Esto mismo sucede cuando Salles decide filmar los abusos a los derechos humanos. Una vez que Rubens desaparece, Eunice y su familia están en la mira: ella y su hija menor, capucha sobre el rostro, son llevadas por la policía a ser interrogadas en una locación desconocida. Salles y su equipo claramente tienen una vinculación muy personal con el drama político de Brasil, que no es sino un drama muy personal y corrosivo, y puede que por eso hayan decidido filmar con tanta mesura y respeto. No existe nada grotesco en Aún estoy aquí, nada de actos violentos e indignos representados en la pantalla. Todo lo contrario. Las escenas en el centro de detención funcionan más bien como un ejercicio de ambientación, incluso como una suerte de pesadilla inmersiva. Podemos percibir el mal olor de las celdas, la falta de luz, los gritos de los torturados, la desesperación de seguir encerrado sin poder contar los días, la inquietud creciente cada vez que se ingresa a una sala de interrogación. El efecto es igual de potente, sobre todo porque Fernanda Torres nunca abandona la esencia del personaje que ha creado: esta es la forma en que Eunice se enfrentaría a la violencia, aún si no es tan intensa emocionalmente. Estas escenas, además, tienen una relevancia política notable, sobre todo considerando el poder del discurso negacionista en Brasil impulsado por Bolsonaro. 

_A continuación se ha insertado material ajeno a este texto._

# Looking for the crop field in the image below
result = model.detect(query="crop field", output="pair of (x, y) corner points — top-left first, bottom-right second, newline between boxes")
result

El regreso de Eunice, siguiendo la lógica del film, evita el sentimentalismo. Un film más convencional tendría alguna secuencia melodramática de una madre que llora abrazando a todos sus hijos mientras la música suena fuerte y se aproxima el esperado close-up de la familia. Nada de eso aquí. Salles y su equipo intercambian la intensidad emocional por la atención al detalle. Eunice llega a casa, llega en silencio, procura no despertar a sus hijos, los mira dormir plácidamente y toma una ducha muy larga. Tiene sentido que eso sea lo primero que hagas al salir liberada, sacarte el olor a cárcel, a tortura y desesperación. Cuando una de las hijas de Eunice se acerca a su madre y la abraza, lo primero que hace es ofrecerle algo de comer. Fijémonos en estas acciones. Una madre que no quiere despertar a sus hijos. Una hija que le ofrece comida a su madre. Son los pequeños gestos de cuidado, los actos de labor afectiva, los que sostienen a la familia a pesar de la presencia de la tragedia. 

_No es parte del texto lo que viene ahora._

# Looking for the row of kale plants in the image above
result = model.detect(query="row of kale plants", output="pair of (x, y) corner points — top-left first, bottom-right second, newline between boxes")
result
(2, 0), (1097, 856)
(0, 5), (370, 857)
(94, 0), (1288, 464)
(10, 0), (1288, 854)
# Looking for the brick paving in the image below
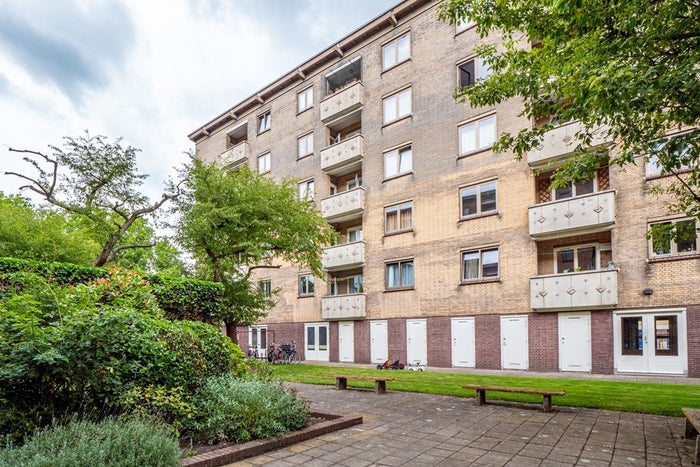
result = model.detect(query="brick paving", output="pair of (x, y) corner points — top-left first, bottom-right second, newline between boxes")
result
(231, 384), (694, 467)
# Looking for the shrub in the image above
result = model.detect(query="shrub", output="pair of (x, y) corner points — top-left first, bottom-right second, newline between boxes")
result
(0, 418), (180, 467)
(187, 375), (310, 443)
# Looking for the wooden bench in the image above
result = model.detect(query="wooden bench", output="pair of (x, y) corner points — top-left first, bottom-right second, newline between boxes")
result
(335, 375), (394, 394)
(681, 408), (700, 464)
(462, 384), (566, 412)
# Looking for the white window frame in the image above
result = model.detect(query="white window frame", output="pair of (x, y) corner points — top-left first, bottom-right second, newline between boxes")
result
(459, 180), (498, 219)
(384, 144), (413, 179)
(458, 114), (498, 157)
(382, 31), (411, 70)
(384, 201), (414, 235)
(258, 152), (272, 174)
(297, 132), (314, 159)
(382, 87), (413, 125)
(297, 86), (314, 113)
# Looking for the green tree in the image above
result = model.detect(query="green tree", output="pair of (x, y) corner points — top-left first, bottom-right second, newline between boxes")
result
(5, 131), (178, 266)
(177, 159), (334, 339)
(438, 0), (700, 232)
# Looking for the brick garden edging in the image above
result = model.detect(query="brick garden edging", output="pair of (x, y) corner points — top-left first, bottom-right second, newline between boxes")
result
(182, 412), (362, 467)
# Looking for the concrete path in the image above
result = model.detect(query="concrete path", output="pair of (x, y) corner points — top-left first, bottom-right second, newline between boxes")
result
(235, 384), (694, 467)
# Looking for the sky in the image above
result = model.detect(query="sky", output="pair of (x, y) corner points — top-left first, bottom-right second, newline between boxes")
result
(0, 0), (399, 200)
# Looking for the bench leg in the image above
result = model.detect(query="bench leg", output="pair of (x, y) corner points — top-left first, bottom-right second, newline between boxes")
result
(542, 394), (552, 412)
(335, 378), (348, 389)
(374, 380), (386, 394)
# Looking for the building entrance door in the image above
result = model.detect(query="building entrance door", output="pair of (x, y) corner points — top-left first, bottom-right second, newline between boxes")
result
(452, 318), (476, 368)
(369, 321), (389, 363)
(406, 319), (428, 365)
(338, 321), (355, 363)
(304, 323), (328, 362)
(559, 313), (591, 372)
(501, 316), (528, 370)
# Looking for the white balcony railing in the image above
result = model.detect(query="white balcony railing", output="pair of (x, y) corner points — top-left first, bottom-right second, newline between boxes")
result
(321, 242), (365, 271)
(321, 187), (365, 222)
(321, 293), (367, 320)
(321, 135), (364, 175)
(530, 269), (618, 311)
(527, 120), (610, 167)
(528, 190), (615, 239)
(321, 81), (363, 123)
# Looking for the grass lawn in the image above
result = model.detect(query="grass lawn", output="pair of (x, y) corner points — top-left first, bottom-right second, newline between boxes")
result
(273, 364), (700, 417)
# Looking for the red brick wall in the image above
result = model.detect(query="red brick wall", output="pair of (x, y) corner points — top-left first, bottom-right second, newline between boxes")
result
(426, 316), (452, 368)
(591, 311), (615, 375)
(474, 315), (501, 370)
(527, 313), (559, 371)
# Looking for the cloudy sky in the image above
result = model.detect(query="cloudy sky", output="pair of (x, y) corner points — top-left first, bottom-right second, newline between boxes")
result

El film funciona en buena medida por lo que Fernanda Torres hace en la pantalla. Una de las actrices más reputadas de Brasil, candidata al Premio de la Academia, que nunca baja la guardia y nunca cede ante la desesperanza ni la exageración. El rol de Eunice Paiva pudo ser interpretado de muchas maneras, pero la de Torres parece la más precisa: una mujer que, cuando la entrevistan para preguntarse sobre la desaparición de su esposo, sonríe ante la cámara. Una mujer que sigue trabajando en su hogar a pesar del dolor infinito, que lleva a sus hijos por helado la misma tarde que se entera de la muerte de su esposo. Torres interpreta a Paiva con solemnidad, buen gusto, cierto encanto y elegancia, tiene ese tono firme y melancólico que recuerda a Cate Blanchett y otras actrices de su generación. Nunca sube de nota, no grita más de la cuenta, recurre a gestos muy convincentes, silencios razonables, y una pose firme, testimonio de lucha y convicción, aún con suficientes dudas que reflejan, finalmente, el evidente estado de vulnerabilidad en la que se encuentra. 

La interpretación de Torres y el estilo de Salles (muy pausado y sin tensiones) sugieren una nueva forma de filmar el post conflicto. El film se resiste a retratar a los Paiva como víctimas. La película insiste en reconocer su permanencia, la firmeza de la rutina, del cuidado, de los lazos familiares, de la sonrisa, la música y la convicción. Por algo una de las escenas más memorables es justamente en la que Eunice decide sonreír ante la cámara a pesar de la insistencia de los periodistas de que haga lo contrario. “El editor la quiere más triste”, le dice el fotógrafo, pero Eunice no hace caso. “Vamos a sonreír para la foto”, dice Eunice, y todos sus hijos le siguen. En el cierre del film vemos la foto original: Eunice sí salió sonriendo. El efecto de la tragedia no borra la fortaleza del afecto, un punto que el film logra demostrar. 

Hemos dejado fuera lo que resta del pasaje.